The summer 2007 issue of Contrary Magazine features the prose poetry of wildlife biologist Patrick Loafman, whose eye for the natural captures the magical. Poetic prose is Contrary’s specialty, and you’ll find more examples in stories by Thomas King (of McSweeney’s and The Believer), Sarah Layden, and Amy Reed. We also have new poetry by C.E. Chaffin, Derek Pollard, Taylor Graham, and Patrick Reichard.

In other news from Contrary:
A poem by Contrary Poetry Editor Shaindel Beers won first place in the Dylan Days Festival, honoring Bob Dylan, in Hibbing Minnesota. Her poem “Rewind” surpassed about 400 poems from 250-300 poets from almost every state and most continents.

Two Contrary contributors have new books out: Mary E. Mitchell’s novel Starting Out Sideways (St. Martin’s Press), and Corey Mesler’s winner of the Southern Hum Chapbook Competition,The Lita Conversation.

Kelly Spitzer: Writer Profile Project

From Kelly Spitzer, currently with Smokelong Quarterly:

“Starting on March 1st, I will be launching the Writer Profile Project. Each profile will consist of approximately ten questions posed to writers at various stages in their careers. During the series, you will meet editors of literary magazines, novelists, poets, and a wide variety of up and coming authors in all genres. I expect the series to run through the end of the year, so check back often for new profiles.”

Profiles to date: Mary Akers, Hobart editor Aaron Burch, Kathy Fish, Alicia Gifford, Ellen Meister, Fleur Bradley, SmokeLong Quarterly founder Dave Clapper, Ann Walters (Sharon Hurlbut), Jason Makansi, Mary Miller, Jeff Landon, Jason Shaffner, NO

Punk Planet Ceases Publication

“Dear Friends,
As much as it breaks our hearts to write these words, the final issue of Punk Planet is in the post, possibly heading toward you right now. Over the last 80 issues and 13 years, we’ve covered every aspect of the financially independent, emotionally autonomous, free culture we refer to as “the underground.” In that time we’ve sounded many alarms from our editorial offices: about threats of co-optation, big-media emulation, and unseen corporate sponsorship. We’ve also done everything in our power to create a support network for independent media, experiment with revenue streams, and correct the distribution issues that have increasingly plagued independent magazines. But now we’ve come to the impossible decision to stop printing, having sounded all the alarms and reenvisioned all the systems we can. Benefit shows are no longer enough to make up for bad distribution deals, disappearing advertisers, and a decreasing audience of subscribers.”

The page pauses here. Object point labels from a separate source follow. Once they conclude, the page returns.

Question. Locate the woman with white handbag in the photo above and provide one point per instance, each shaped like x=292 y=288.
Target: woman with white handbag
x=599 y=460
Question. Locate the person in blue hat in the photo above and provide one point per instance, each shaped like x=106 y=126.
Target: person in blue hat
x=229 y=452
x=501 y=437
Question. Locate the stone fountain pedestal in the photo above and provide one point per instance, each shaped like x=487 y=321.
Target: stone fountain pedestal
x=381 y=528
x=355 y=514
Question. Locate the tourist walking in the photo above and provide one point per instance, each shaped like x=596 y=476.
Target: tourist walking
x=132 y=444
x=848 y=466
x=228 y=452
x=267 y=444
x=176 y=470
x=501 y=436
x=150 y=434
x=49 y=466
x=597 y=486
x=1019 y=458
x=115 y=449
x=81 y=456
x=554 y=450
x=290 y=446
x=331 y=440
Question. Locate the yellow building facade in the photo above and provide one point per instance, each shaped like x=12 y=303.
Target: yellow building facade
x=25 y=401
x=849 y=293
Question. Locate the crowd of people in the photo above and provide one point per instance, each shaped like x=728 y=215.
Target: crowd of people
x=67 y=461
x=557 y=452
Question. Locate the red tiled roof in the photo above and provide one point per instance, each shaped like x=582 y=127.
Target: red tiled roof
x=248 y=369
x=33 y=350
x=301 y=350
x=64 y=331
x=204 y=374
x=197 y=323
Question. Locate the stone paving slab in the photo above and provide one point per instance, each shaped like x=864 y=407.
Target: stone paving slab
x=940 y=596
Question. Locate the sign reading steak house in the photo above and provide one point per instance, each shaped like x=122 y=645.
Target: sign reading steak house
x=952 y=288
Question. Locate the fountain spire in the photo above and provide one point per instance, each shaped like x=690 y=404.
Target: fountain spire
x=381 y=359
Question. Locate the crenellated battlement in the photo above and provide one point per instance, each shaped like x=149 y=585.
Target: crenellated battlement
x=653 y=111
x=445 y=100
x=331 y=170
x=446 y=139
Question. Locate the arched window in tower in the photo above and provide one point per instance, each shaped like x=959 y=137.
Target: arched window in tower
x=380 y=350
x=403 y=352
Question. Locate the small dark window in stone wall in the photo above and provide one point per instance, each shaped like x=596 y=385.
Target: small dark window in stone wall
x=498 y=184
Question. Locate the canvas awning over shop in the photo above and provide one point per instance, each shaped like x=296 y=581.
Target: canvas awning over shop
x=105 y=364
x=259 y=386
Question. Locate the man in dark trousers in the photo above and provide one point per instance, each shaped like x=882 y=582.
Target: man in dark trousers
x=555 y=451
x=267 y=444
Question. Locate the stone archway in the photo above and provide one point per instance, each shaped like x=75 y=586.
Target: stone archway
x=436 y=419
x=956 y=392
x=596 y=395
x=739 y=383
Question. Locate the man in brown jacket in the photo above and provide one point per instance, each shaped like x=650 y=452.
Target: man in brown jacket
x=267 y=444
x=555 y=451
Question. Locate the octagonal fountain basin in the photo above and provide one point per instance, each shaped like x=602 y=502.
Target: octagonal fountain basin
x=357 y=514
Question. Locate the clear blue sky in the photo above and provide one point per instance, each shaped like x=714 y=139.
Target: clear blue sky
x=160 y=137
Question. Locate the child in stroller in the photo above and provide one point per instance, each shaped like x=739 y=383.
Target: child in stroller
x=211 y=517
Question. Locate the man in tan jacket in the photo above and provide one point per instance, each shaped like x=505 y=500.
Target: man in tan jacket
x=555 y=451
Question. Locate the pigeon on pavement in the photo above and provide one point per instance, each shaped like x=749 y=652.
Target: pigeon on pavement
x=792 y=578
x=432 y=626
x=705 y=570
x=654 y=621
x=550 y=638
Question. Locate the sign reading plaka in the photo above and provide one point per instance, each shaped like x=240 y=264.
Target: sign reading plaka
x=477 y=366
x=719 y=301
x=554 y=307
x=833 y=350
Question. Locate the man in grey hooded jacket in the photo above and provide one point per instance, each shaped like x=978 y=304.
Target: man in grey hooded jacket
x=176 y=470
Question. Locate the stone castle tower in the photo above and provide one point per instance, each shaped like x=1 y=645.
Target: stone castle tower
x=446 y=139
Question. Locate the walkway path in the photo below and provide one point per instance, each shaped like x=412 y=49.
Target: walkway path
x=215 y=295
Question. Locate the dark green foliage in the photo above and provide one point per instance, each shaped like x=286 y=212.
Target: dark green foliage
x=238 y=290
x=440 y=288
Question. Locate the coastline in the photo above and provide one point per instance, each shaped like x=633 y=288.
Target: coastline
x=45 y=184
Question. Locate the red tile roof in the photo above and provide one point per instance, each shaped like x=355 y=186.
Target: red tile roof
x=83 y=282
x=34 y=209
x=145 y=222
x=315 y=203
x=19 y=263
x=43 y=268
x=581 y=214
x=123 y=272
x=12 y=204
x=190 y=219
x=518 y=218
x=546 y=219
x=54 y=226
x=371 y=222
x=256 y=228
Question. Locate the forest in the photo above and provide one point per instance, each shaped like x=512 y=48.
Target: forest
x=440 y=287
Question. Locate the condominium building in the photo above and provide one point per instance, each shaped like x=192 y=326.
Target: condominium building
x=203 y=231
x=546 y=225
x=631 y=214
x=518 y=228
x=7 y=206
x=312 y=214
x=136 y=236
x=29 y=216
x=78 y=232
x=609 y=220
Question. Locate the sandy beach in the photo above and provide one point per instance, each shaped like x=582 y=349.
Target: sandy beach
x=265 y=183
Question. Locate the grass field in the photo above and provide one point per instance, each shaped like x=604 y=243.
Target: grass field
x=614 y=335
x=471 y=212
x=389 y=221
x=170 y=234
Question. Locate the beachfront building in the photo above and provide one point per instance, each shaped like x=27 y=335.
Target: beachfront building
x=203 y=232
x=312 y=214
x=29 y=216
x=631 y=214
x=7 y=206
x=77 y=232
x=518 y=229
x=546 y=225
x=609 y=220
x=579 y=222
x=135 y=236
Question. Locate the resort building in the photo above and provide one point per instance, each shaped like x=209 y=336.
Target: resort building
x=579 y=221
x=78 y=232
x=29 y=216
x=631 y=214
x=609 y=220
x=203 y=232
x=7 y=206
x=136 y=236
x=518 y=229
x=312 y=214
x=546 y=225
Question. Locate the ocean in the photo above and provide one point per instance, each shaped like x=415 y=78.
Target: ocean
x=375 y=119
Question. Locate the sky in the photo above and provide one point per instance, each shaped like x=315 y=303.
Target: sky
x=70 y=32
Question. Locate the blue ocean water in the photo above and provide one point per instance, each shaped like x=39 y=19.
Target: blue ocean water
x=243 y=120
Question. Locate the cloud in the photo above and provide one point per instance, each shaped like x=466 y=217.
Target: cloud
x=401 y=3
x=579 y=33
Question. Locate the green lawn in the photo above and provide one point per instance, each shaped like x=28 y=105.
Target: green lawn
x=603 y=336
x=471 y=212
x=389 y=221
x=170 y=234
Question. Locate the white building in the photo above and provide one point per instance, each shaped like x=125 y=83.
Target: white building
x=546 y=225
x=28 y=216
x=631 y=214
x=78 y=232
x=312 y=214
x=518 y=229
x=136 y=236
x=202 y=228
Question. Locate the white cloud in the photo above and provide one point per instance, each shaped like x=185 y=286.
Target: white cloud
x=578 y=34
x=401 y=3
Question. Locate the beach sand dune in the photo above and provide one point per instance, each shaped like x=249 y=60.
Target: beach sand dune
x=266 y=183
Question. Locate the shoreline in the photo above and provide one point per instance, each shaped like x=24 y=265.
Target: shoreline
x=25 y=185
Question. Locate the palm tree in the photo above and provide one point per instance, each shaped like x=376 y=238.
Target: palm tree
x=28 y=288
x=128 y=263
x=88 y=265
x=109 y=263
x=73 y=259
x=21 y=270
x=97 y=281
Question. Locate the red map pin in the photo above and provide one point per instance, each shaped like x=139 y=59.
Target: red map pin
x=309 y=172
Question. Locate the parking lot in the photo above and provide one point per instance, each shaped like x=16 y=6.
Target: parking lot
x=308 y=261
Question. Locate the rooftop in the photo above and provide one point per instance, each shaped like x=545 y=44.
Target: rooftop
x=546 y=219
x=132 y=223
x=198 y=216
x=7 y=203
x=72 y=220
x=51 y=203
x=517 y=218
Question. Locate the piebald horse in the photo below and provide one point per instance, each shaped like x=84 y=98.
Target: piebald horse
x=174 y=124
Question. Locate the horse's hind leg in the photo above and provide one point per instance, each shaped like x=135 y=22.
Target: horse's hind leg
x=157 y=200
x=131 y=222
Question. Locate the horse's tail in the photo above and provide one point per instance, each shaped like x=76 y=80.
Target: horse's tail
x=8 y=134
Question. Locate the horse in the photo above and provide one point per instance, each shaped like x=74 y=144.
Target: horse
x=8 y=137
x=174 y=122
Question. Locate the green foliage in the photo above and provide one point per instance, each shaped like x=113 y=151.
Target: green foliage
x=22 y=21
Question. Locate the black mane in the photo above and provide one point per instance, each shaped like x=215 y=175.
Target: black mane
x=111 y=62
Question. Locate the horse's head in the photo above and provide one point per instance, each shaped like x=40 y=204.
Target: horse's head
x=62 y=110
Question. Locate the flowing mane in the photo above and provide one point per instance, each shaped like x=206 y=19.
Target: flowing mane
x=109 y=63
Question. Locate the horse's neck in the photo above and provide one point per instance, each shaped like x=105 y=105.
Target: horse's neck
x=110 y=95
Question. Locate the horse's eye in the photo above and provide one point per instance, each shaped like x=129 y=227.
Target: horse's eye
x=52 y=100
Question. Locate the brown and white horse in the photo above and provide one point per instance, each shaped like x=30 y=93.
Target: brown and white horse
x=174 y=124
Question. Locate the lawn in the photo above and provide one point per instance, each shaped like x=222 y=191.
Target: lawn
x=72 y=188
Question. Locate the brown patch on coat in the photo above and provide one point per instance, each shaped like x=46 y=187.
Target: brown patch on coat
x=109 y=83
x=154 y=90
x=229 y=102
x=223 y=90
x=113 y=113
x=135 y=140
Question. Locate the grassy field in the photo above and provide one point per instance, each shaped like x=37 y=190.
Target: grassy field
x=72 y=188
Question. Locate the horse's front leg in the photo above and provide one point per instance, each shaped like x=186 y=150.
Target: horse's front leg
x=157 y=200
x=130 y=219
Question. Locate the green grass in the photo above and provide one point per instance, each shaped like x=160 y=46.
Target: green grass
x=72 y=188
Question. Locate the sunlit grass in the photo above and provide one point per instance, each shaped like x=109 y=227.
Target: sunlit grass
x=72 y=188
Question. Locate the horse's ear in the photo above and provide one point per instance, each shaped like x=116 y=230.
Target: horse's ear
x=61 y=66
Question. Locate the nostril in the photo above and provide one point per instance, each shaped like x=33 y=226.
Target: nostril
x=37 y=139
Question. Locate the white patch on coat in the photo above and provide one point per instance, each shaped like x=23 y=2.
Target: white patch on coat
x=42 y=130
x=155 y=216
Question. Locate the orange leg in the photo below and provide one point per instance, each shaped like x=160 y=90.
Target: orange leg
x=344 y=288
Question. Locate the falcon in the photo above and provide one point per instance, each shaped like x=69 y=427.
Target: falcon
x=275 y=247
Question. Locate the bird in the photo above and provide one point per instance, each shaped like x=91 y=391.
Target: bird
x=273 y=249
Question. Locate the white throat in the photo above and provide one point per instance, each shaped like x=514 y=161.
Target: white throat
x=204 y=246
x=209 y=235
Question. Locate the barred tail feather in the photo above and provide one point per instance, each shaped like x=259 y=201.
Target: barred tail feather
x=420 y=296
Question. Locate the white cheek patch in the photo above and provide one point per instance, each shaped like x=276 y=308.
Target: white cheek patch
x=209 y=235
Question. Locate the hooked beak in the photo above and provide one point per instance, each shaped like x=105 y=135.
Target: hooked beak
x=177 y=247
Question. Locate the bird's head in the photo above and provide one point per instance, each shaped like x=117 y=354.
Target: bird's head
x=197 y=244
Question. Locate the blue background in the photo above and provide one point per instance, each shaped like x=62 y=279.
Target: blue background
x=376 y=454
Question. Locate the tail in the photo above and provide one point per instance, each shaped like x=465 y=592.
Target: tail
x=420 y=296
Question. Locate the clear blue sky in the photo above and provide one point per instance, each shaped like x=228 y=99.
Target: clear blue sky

Read more as to why and what next: Punk Planet

Interesting Times for Lit Mags

Interesting indeed, given the number of lit mags currently in editorial and financial flux, as noted in the Virginia Times Quarterly Blog. Magazines mentioned include Ploughshares, Georgia Review, Southern Review, Granta, Paris Review, The Antioch Review, and most notably (for their unique response) McSweeny’s, facing $130,000 debt has turned to an online auction to raise money (a guided tour of the Daily Show with John Hodgman is still availaible – but hurry).

Making Poetry Submissions

From Chris Hamilton-Emery’s 101 Ways to Make Poems Sell: The Salt Guide to Getting and Staying Published

Becoming a Player
The world of poetry is not a world of isolated individual practitioners. Hermits in their caves. If you currently find yourself in this position, you should try to get out more. The world of poetry is a very busy place, filled with a wide range of professionals most of whom are eager to tell you about their talents.

The world of poetry is not filled with gentle suffering creatures (to call upon Eliot). It is not fair, just, or particularly caring. It can be supportive, but it is not a self help group. It is not a world based upon power sharing. In fact, the world of poetry can be a bear pit, and like any industry it is competitive and has moments of confrontation and even dirty tricks. Be prepared to take some knocks along the way.

Read the rest – including “50 dos and don’ts” – on Salt Publishing.

Prose: Sheheryar Sheikh

By one of NewPages contributors, Sheheryar Badar Sheikh:

-struck life
I.
Watch the walk, especially the strut, jingle. Hear the curious tinktink of coins, metallic sound in his pocket like rhythm. He lingers in air, suspended, arced in step suspended still in air suspended like air like substance in air. The god in him set to roast out the truth and go deeper until evaporation, until rain. Broad shoulders, cool expanse swarthy balmy calm sea, his shoulders the morph of a sun’s arc. Hear jingle, see arcs, see strut, see rhythm in flesh, the timing. Sunchoked sun split sunblonde, dancer in walks sunkissed. Almost god, mostly sun, younger brother of the murderer.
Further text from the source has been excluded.